"I want to see some museums to-day," he would say at eleven o'clock. "We will start at two."

I at once informed the minister of fine-arts, who told off his officials to receive him; I telephoned to the military governor of Paris to send an escort.

At three o'clock, we were still waiting. At last, just about four, he appeared, with a look of indifference and care on his face, and told me that he would much prefer to go for a drive in the Bois de Boulogne.

One day, after he had spent the morning in listening to a chapter of the life of Napoleon I, he beckoned to me on his way to lunch.

"M. Paoli," he said, "I want to go to the Château de Fontainebleau to-day."

"Well, Sir, you see."

"Quick, quick!"

There was no arguing the matter. I rushed to the telephone, warned the panic-stricken P. L. M. Co., that we must have a special train at all costs and informed the keeper of the palace and the dumb-foundered sub-prefect of our imminent arrival at Fontainebleau.

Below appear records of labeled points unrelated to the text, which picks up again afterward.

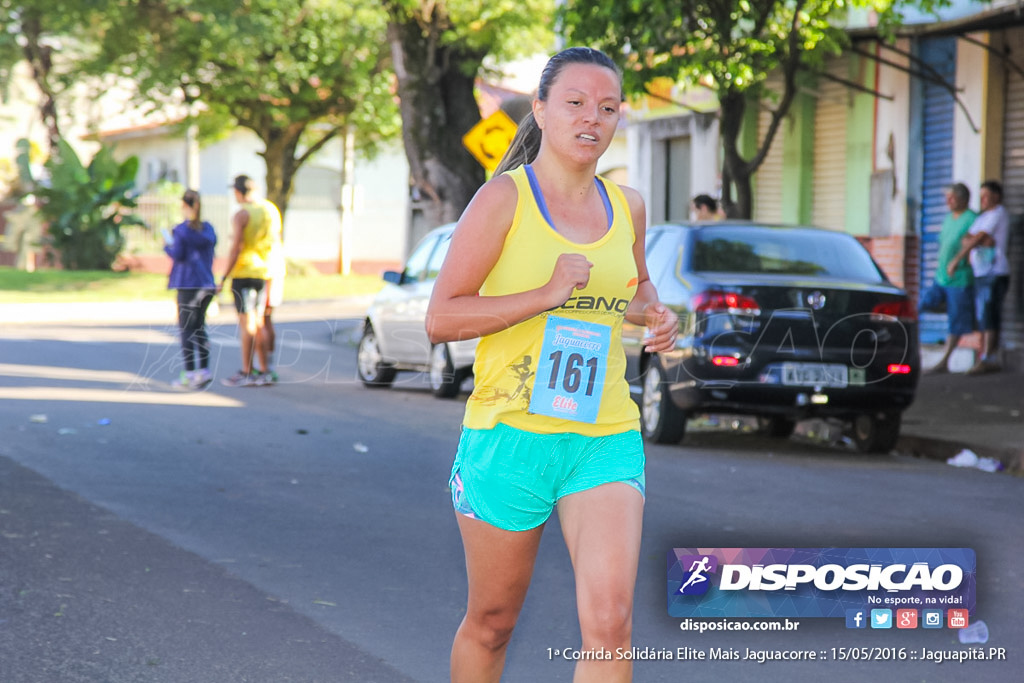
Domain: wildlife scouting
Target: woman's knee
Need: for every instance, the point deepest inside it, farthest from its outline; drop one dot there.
(607, 620)
(492, 630)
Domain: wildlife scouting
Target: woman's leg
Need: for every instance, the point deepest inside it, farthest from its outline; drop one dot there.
(201, 336)
(499, 566)
(602, 528)
(186, 316)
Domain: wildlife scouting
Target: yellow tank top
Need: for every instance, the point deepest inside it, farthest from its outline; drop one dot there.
(507, 361)
(261, 235)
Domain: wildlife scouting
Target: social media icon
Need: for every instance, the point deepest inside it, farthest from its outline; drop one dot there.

When the Shah, still under the influence of his morning's course of reading, stepped from the carriage, two hours later, before the gate of the palace, he was seized with a strange freak: he demanded that the dragoons who had formed his escort from the station should dismount and enter the famous Cour des Adieux after him. Next he made them fall into line in the middle of the great quadrangle, leant against the steps, looked at them long and fondly, muttered a few sentences in Persian and then disappeared inside the palace.

Greatly alarmed, we thought at first that he had gone mad; at last we understood: he had been enacting the scene in which the emperor takes leave of his grenadiers. It may have been very flattering for the dragoons; I doubt if it was quite so flattering for Napoleon.